Sure enough, we had encountered the others at the precise moment that enabled us to take our place in the 4-Jeep parade. “It’s a miracle,” we proclaimed later. “A modern day miracle!” we spoofed.
We left the others and with Berl and Lavelta went to Black Bear Cafe for dinner. I didn’t notice the sign, but Jerry did, and it read CLOSED for certain hours. But the door was open and the waitress said, “Sit anywhere you’d like.” We ordered drinks, but no one brought menus. Then another waitress came with a clipboard saying, “Sign here. It’s $3.00 a person and put a dollar each in the middle of the table for a tip.”
We must have looked puzzled, for she added. “This is Senior night.” Seems each Thursday night the restaurant serves a low-cost meal to any senior. There were 20-30 people in the cafe when we were there. “During the winter about 10 come for the meal,” she told us.
“Does the restaurant provide the food?” I asked.
“Yes,” she said, “and the State helps out.”
Seems it started many years ago, when in Silverton there was only one or two places open during the winter months. The year-round population is now around 500, but still only a few of the businesses remain open 12 months a year.

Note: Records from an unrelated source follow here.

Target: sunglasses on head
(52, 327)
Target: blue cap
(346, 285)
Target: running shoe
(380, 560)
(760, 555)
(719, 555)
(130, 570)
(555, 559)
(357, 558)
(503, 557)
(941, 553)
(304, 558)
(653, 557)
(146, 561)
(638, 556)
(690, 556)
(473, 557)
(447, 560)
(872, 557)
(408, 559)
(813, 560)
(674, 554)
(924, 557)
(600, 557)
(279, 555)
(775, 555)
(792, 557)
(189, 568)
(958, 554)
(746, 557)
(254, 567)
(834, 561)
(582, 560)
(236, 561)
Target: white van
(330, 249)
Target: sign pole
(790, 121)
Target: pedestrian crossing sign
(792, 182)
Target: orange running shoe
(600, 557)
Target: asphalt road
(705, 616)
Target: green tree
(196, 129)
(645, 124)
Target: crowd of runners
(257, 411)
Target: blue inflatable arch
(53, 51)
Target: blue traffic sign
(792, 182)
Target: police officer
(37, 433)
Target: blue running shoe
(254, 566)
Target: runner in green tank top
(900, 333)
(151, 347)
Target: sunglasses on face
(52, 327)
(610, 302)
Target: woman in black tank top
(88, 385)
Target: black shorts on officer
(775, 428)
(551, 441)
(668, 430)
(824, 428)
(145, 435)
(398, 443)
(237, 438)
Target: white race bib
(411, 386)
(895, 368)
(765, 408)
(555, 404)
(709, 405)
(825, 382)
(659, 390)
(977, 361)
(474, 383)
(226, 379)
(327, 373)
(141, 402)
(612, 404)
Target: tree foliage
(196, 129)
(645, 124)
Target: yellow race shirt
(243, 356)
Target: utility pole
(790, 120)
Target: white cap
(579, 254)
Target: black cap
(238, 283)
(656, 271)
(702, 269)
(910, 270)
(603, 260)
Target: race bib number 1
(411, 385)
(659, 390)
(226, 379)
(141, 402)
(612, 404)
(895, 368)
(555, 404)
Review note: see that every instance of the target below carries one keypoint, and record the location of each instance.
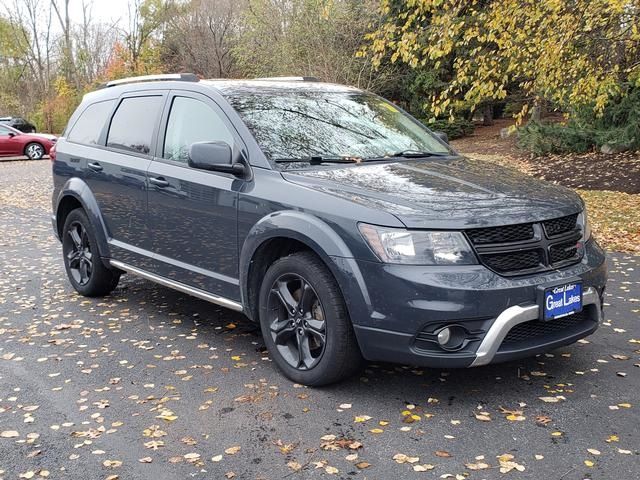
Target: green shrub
(454, 129)
(546, 138)
(618, 127)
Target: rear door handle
(158, 182)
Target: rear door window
(89, 125)
(133, 124)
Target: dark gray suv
(343, 226)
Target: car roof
(274, 86)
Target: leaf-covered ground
(148, 383)
(609, 184)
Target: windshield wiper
(419, 154)
(318, 160)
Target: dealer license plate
(562, 300)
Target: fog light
(444, 336)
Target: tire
(288, 331)
(34, 151)
(82, 262)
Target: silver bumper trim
(181, 287)
(511, 317)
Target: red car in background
(14, 143)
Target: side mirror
(442, 136)
(215, 157)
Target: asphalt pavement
(148, 383)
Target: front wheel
(34, 151)
(305, 323)
(85, 269)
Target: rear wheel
(304, 322)
(34, 151)
(85, 269)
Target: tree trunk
(487, 115)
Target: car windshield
(290, 125)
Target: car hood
(444, 193)
(44, 135)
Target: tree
(308, 37)
(573, 53)
(200, 39)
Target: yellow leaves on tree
(573, 53)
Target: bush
(546, 138)
(618, 127)
(454, 129)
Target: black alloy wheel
(80, 257)
(305, 323)
(297, 323)
(87, 272)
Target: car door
(4, 141)
(192, 213)
(116, 174)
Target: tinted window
(89, 125)
(192, 121)
(301, 124)
(133, 124)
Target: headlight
(583, 221)
(395, 245)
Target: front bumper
(407, 305)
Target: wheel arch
(283, 233)
(76, 194)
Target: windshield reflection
(292, 124)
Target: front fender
(79, 190)
(324, 241)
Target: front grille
(508, 262)
(508, 233)
(563, 252)
(528, 247)
(560, 225)
(536, 328)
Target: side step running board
(181, 287)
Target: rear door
(192, 213)
(116, 173)
(5, 141)
(12, 145)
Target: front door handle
(158, 182)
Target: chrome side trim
(511, 317)
(181, 287)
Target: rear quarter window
(89, 125)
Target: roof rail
(289, 79)
(181, 77)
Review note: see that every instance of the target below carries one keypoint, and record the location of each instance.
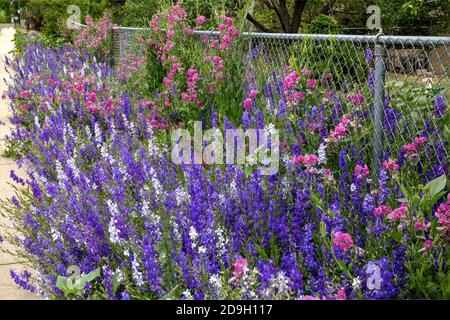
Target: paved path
(8, 290)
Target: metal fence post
(116, 51)
(378, 108)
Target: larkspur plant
(103, 194)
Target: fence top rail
(367, 39)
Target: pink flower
(291, 80)
(308, 298)
(410, 150)
(443, 213)
(201, 20)
(420, 226)
(341, 294)
(361, 172)
(311, 83)
(305, 72)
(253, 93)
(427, 244)
(247, 104)
(398, 213)
(184, 96)
(297, 160)
(420, 140)
(391, 165)
(239, 267)
(24, 94)
(310, 160)
(92, 96)
(358, 99)
(343, 241)
(383, 209)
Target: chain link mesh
(412, 77)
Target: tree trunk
(297, 16)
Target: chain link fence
(408, 79)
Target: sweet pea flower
(411, 150)
(420, 140)
(201, 20)
(427, 245)
(443, 214)
(343, 241)
(421, 226)
(361, 171)
(253, 93)
(239, 266)
(391, 165)
(247, 104)
(383, 209)
(310, 160)
(24, 94)
(311, 83)
(398, 213)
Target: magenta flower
(247, 104)
(398, 213)
(201, 20)
(361, 171)
(383, 209)
(343, 241)
(311, 83)
(427, 244)
(24, 94)
(420, 140)
(239, 267)
(391, 165)
(253, 93)
(443, 213)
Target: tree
(289, 21)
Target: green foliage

For $4.00 each we were served a tasty meal: Delicious split pea soup, roast brisket, mashed potatoes and gravy, corn, a loaf of warm bread and lots of butter. The dessert was passed helter-skelter. I drew apple pie. Can’t remember ever tasting better. Jerry’s apple pie had a few berries mixed in. Lavelta was served cheese cake, and Berl had a piece of apple pie with a three-berry mixture stirred in. It was a fine meal. It was the LAST SUPPER of our Durango vacation.